You can download it here.

Angharad Powell is a Portfolio GP based in North Wales, working in a salaried role, as a tribunal doctor, and as a GP appraiser.

Statins – where next?

Prescribing statins has become a daily part of life for GPs. Early statin trials, such as 4S and WOSCOPS, appeared to demonstrate dramatic and conclusive benefits for statins over placebo, leading to their recommendation for a rising percentage of the population.1,2 Over recent years the waters have muddied with regard to the safety and efficacy of these drugs, with increasing controversy about the quality of the evidence base, and validity of the diet-heart hypothesis.3

Since 2014 NICE has recommend that GPs offer atorvastatin 20 mg for the primary prevention of CVD to people who have a 10% or greater 10-year risk of developing CVD.4 These new guidelines have received a mixed reaction among doctors and researchers, uncertain as to whether the benefits outweigh the risks, as evidence emerges of previously unrecognised effects such as doubling of diabetes risk.5

The 2013 clash between Sir Rory Collins and Fiona Godlee, editor of the BMJ on the publication of an article suggesting that 18-20% of patients on statins suffer side effects brought many of the problems with statin trial evidence to light.More recently Dr Aseem Malhotra, a prominent cardiologist, also highlighted the discrepancy between side effects reported in industry sponsored trials and real world experience, calling for a full reassessment of all the statin studies.7

As doctors prescribing drugs to healthy people with the promise that they may prevent an unwanted outcome, we must be very sure that we are following our moral duty to “first do no harm”. The uncertainties raised by these analyses raise the possibility that we are not currently meeting that obligation. We risk the trust of out patients if we do not take a step back and take a critical look at the evidence base to determine the appropriate place of statins in our practice.

This paper by Michel de Lorgeril and Mikael Rabaeus provides a challenge to the current viewpoint, and I hope will provide the foundation for a lively debate on the topic.8

Proposed questions:

·What do you think about the study design?

·Do you agree that the “entire ecosystem of drug evaluation and regulation could be flawed”?

·Comments on the authors’ conclusion that “physicians should be aware that the present claims about the efficacy and safety of statins are not evidence based.”

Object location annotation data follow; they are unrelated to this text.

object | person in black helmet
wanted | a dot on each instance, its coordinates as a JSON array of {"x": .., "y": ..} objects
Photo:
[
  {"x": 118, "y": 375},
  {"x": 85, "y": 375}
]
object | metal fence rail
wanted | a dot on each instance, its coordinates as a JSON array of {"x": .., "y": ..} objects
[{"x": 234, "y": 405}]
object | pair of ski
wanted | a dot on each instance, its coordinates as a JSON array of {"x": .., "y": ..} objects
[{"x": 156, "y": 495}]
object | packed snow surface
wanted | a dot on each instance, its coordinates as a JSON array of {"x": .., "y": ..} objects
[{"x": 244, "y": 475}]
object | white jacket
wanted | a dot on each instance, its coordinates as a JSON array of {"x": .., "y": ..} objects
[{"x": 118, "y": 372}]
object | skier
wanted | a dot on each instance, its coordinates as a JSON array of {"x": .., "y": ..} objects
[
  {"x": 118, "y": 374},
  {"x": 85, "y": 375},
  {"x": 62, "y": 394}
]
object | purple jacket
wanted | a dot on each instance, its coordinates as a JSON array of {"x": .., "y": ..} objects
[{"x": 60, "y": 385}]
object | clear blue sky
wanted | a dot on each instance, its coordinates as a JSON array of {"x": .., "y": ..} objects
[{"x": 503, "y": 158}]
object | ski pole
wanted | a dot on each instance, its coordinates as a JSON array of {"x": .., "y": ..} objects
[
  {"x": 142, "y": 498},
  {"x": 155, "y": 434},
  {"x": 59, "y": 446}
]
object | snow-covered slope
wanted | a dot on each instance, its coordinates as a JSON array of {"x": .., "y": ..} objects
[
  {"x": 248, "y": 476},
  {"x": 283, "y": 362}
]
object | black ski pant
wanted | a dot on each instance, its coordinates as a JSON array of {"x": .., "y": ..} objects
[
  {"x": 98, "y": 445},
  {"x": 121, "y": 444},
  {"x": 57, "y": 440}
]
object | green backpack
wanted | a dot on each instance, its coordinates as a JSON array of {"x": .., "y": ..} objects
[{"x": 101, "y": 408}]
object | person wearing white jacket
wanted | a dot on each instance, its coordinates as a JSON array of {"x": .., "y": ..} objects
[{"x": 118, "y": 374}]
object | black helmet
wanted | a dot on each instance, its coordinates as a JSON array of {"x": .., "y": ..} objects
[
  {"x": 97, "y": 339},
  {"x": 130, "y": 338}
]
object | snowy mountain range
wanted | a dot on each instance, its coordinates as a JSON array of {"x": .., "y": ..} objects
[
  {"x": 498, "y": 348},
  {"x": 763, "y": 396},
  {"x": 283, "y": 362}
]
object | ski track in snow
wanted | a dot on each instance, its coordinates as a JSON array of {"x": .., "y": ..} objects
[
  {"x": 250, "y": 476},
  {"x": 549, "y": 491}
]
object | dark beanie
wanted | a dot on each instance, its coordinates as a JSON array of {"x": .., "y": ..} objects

Feel free to suggest questions – via Twitter or leave them in the comments box below.

References:

1. The Scandinavian Simvastatin Survival Study Group. Randomised trial of cholesterol lowering in 4444 people with coronary heart disease: the Scandinavian Simvastatin Survival Study (4S). Lancet 1994;344:1383–9.

2. Long-Term Intervention with Pravastatin in Ischaemic Disease (LIPID) Study Group. Prevention of cardiovascular events and death with pravastatin in patients with coronary heart disease and a broad range of initial cholesterol levels. N Engl J Med 1998;339:1349–57.

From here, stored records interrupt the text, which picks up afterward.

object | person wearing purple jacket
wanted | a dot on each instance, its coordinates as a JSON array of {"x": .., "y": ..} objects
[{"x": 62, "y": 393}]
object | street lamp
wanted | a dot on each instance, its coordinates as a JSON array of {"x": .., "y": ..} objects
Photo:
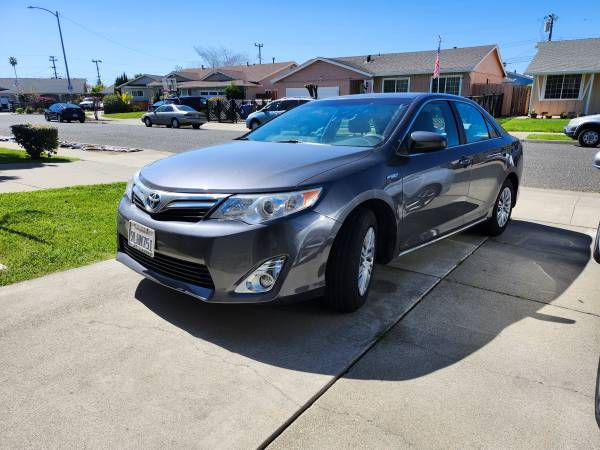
[{"x": 55, "y": 14}]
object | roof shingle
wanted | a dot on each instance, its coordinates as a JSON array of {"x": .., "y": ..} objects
[{"x": 577, "y": 55}]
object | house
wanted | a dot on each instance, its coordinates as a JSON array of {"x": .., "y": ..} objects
[
  {"x": 48, "y": 87},
  {"x": 254, "y": 79},
  {"x": 141, "y": 89},
  {"x": 566, "y": 77},
  {"x": 460, "y": 68}
]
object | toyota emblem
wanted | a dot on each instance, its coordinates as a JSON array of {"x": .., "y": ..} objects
[{"x": 153, "y": 201}]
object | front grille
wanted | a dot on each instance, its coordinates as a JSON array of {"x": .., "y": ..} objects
[
  {"x": 176, "y": 211},
  {"x": 179, "y": 269}
]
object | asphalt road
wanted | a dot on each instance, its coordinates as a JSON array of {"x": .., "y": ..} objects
[
  {"x": 549, "y": 166},
  {"x": 156, "y": 138}
]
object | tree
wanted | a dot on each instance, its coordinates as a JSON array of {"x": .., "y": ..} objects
[
  {"x": 220, "y": 56},
  {"x": 121, "y": 79}
]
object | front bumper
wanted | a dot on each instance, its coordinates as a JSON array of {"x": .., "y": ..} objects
[{"x": 231, "y": 250}]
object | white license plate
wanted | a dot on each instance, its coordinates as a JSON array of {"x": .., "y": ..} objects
[{"x": 141, "y": 238}]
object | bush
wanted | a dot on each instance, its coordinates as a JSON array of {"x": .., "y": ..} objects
[
  {"x": 114, "y": 104},
  {"x": 36, "y": 139}
]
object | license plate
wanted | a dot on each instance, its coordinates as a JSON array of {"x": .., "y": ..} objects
[{"x": 141, "y": 238}]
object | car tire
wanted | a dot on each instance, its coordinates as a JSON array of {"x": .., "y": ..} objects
[
  {"x": 502, "y": 211},
  {"x": 351, "y": 262},
  {"x": 589, "y": 137}
]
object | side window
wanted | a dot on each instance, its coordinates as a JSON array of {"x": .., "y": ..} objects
[
  {"x": 473, "y": 122},
  {"x": 437, "y": 117}
]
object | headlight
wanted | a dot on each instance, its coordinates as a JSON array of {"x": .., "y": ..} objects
[
  {"x": 257, "y": 208},
  {"x": 129, "y": 188}
]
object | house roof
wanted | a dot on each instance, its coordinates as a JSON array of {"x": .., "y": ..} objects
[
  {"x": 577, "y": 55},
  {"x": 139, "y": 81},
  {"x": 408, "y": 63},
  {"x": 42, "y": 86},
  {"x": 253, "y": 72}
]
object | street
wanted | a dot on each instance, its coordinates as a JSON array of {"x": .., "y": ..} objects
[{"x": 551, "y": 166}]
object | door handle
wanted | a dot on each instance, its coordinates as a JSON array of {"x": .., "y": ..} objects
[{"x": 465, "y": 161}]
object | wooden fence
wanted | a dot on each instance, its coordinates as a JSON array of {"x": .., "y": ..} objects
[{"x": 515, "y": 100}]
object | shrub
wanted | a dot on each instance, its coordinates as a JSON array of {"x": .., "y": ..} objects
[
  {"x": 36, "y": 139},
  {"x": 114, "y": 104}
]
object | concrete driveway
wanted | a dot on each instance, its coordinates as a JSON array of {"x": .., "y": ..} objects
[{"x": 472, "y": 342}]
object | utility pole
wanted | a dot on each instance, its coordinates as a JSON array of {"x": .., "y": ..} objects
[
  {"x": 62, "y": 44},
  {"x": 53, "y": 61},
  {"x": 96, "y": 61},
  {"x": 549, "y": 24},
  {"x": 260, "y": 46}
]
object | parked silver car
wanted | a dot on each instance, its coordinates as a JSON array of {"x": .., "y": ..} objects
[
  {"x": 585, "y": 129},
  {"x": 272, "y": 110},
  {"x": 174, "y": 116}
]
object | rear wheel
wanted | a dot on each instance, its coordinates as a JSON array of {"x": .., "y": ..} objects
[
  {"x": 496, "y": 224},
  {"x": 589, "y": 138},
  {"x": 351, "y": 262}
]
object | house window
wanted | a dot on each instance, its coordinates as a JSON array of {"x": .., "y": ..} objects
[
  {"x": 395, "y": 85},
  {"x": 447, "y": 84},
  {"x": 562, "y": 86}
]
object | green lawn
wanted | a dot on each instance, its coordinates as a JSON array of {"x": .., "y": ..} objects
[
  {"x": 549, "y": 137},
  {"x": 542, "y": 125},
  {"x": 56, "y": 229},
  {"x": 11, "y": 156},
  {"x": 131, "y": 115}
]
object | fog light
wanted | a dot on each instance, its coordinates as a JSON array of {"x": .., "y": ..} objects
[{"x": 262, "y": 279}]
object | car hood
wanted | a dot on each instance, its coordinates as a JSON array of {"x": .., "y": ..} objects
[{"x": 246, "y": 166}]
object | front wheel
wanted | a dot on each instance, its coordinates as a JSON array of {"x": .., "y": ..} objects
[
  {"x": 496, "y": 224},
  {"x": 589, "y": 138},
  {"x": 351, "y": 262}
]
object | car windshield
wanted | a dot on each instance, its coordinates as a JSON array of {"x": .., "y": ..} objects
[{"x": 352, "y": 122}]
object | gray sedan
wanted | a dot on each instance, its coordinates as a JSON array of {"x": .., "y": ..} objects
[{"x": 174, "y": 116}]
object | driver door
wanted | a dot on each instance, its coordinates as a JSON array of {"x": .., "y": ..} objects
[{"x": 435, "y": 188}]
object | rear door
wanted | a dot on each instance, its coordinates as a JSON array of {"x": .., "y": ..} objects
[
  {"x": 486, "y": 150},
  {"x": 436, "y": 187}
]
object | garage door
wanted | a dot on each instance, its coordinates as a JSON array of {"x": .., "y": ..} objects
[{"x": 324, "y": 92}]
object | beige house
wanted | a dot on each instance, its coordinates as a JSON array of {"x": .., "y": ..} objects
[
  {"x": 460, "y": 69},
  {"x": 566, "y": 77}
]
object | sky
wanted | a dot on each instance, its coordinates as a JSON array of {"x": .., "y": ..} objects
[{"x": 155, "y": 37}]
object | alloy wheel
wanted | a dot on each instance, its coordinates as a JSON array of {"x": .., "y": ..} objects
[
  {"x": 590, "y": 137},
  {"x": 504, "y": 207},
  {"x": 367, "y": 257}
]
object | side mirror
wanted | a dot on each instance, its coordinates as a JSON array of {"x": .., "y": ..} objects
[{"x": 426, "y": 141}]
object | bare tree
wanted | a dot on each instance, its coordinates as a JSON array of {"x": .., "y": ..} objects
[{"x": 220, "y": 56}]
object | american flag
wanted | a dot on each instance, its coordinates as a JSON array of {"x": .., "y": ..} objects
[{"x": 436, "y": 66}]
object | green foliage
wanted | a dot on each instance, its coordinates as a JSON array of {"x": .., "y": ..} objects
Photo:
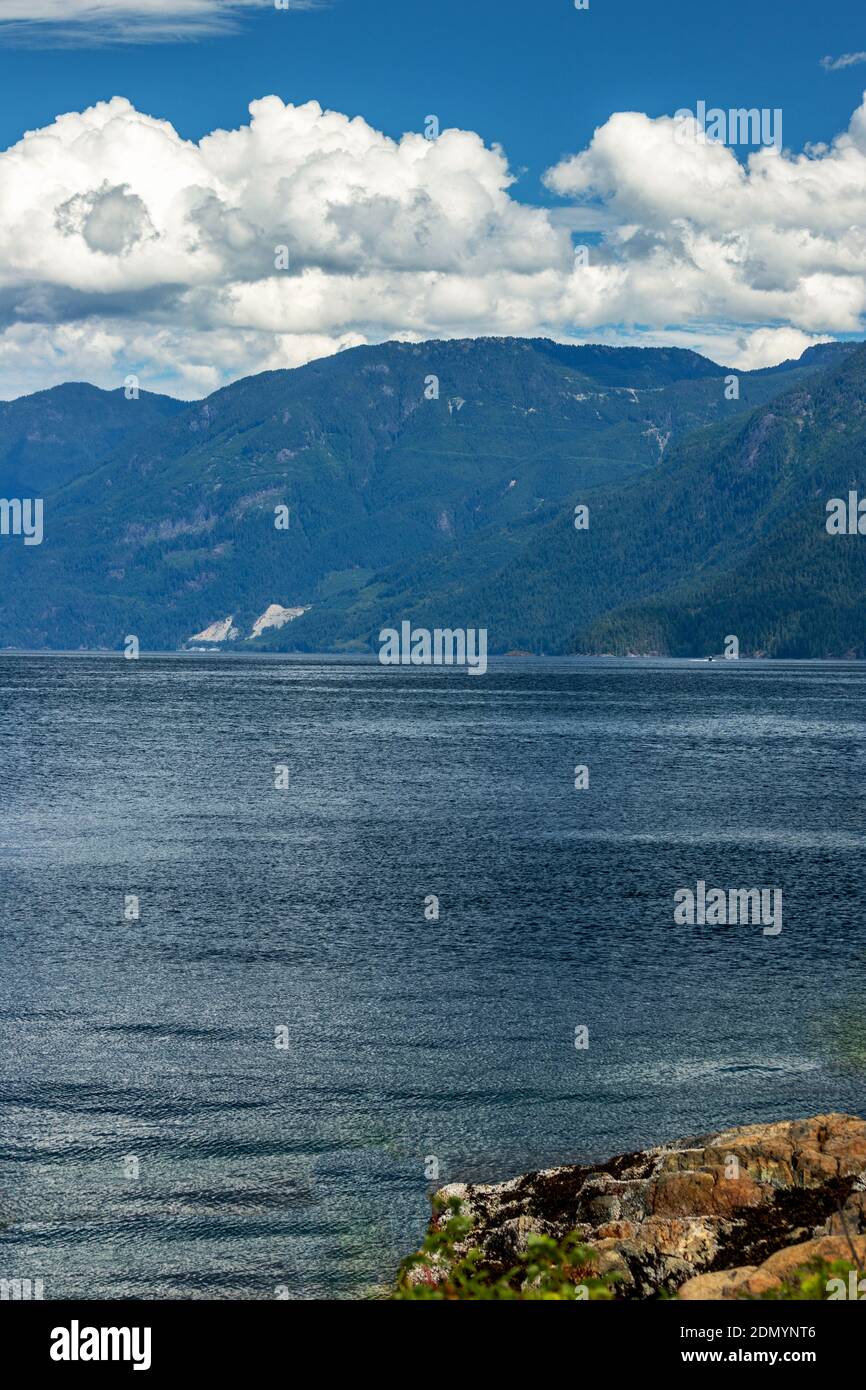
[{"x": 546, "y": 1271}]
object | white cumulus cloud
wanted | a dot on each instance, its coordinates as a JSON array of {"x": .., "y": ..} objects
[{"x": 125, "y": 248}]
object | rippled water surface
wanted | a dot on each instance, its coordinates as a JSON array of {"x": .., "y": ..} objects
[{"x": 303, "y": 1168}]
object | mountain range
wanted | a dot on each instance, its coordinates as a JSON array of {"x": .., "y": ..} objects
[{"x": 307, "y": 509}]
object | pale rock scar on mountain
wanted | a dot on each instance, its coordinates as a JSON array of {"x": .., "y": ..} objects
[
  {"x": 220, "y": 631},
  {"x": 274, "y": 616}
]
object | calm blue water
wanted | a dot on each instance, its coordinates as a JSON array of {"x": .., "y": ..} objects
[{"x": 303, "y": 908}]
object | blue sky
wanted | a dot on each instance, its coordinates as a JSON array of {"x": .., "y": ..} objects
[
  {"x": 537, "y": 77},
  {"x": 702, "y": 259}
]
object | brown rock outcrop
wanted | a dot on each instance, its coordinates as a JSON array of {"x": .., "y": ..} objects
[{"x": 720, "y": 1207}]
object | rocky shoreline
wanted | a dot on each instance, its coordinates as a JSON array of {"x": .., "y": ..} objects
[{"x": 715, "y": 1216}]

3. Ioannidis JA. More Than a Billion People Taking Statins? Potential Implications of the New Cardiovascular Guidelines. JAMA 2014;311(5):463-464. doi:10.1001/jama.2013.284657.

4. Cardiovascular disease prevention | Guidance and guidelines | NICE [Internet]. Nice.org.uk. 2010 [cited 6 April 2016]. Available from: https://www.nice.org.uk/guidance/ph25

5. Mansi I, Frei C, Wang C, Mortensen E. Statins and New-Onset Diabetes Mellitus and Diabetic Complications: A Retrospective Cohort Study of US Healthy Adults. J Gen Intern Med. 2015;30(11):1599-1610.

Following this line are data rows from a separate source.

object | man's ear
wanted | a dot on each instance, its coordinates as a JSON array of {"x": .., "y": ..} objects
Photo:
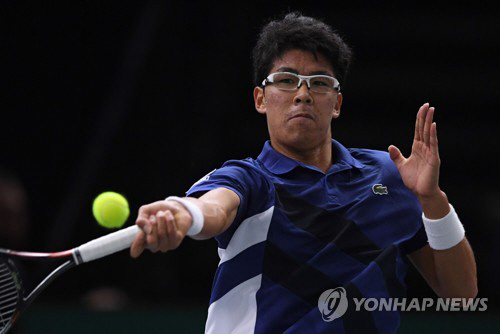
[
  {"x": 336, "y": 110},
  {"x": 259, "y": 99}
]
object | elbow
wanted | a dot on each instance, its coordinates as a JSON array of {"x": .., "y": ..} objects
[{"x": 467, "y": 289}]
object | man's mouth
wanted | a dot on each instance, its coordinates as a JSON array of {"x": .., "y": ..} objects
[{"x": 302, "y": 115}]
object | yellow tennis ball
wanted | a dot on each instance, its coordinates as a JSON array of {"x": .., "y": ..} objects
[{"x": 110, "y": 209}]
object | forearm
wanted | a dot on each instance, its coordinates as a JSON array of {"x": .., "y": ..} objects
[
  {"x": 454, "y": 266},
  {"x": 219, "y": 208},
  {"x": 456, "y": 271}
]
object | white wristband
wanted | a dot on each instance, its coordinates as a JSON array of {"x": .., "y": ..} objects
[
  {"x": 194, "y": 211},
  {"x": 444, "y": 233}
]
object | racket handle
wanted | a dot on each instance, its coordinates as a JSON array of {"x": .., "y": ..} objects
[{"x": 106, "y": 245}]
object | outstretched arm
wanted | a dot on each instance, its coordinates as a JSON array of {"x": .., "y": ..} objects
[
  {"x": 164, "y": 224},
  {"x": 450, "y": 272}
]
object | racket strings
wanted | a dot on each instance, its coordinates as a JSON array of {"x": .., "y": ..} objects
[{"x": 9, "y": 295}]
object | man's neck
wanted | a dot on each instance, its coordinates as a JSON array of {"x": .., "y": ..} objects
[{"x": 319, "y": 156}]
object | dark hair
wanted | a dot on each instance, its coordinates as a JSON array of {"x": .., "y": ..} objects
[{"x": 296, "y": 31}]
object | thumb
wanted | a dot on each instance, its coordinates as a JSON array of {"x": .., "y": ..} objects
[{"x": 395, "y": 155}]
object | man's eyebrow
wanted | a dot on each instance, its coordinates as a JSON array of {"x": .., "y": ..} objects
[
  {"x": 287, "y": 69},
  {"x": 321, "y": 73},
  {"x": 292, "y": 70}
]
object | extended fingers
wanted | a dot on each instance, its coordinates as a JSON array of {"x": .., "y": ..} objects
[
  {"x": 162, "y": 232},
  {"x": 427, "y": 126}
]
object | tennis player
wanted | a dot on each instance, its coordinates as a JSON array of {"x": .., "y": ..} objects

6. Independent statins review panel | The BMJ [Internet]. Bmj.com. 2016 [cited 6 April 2016]. Available from: http://www.bmj.com/about-bmj/independent-statins-review-panel

7. The Great Statin Con? [Internet]. The Huffington Post UK. 2016 [cited 6 April 2016]. Available from: http://www.huffingtonpost.co.uk/dr-aseem-malhotra/great-statin-con_b_9607316.html

8. Lorgeril M, Rabaeus M. Beyond confusion and controversy, can we evaluate the real efficacy and safety of cholesterol-lowering with statins? JCBMR 2016;1(1):67.

The British Journal of General Practice and BJGP Open are bringing research to clinical practice. BJGP Life is where we add the debate and opinion to help ensure everyone benefits from that research.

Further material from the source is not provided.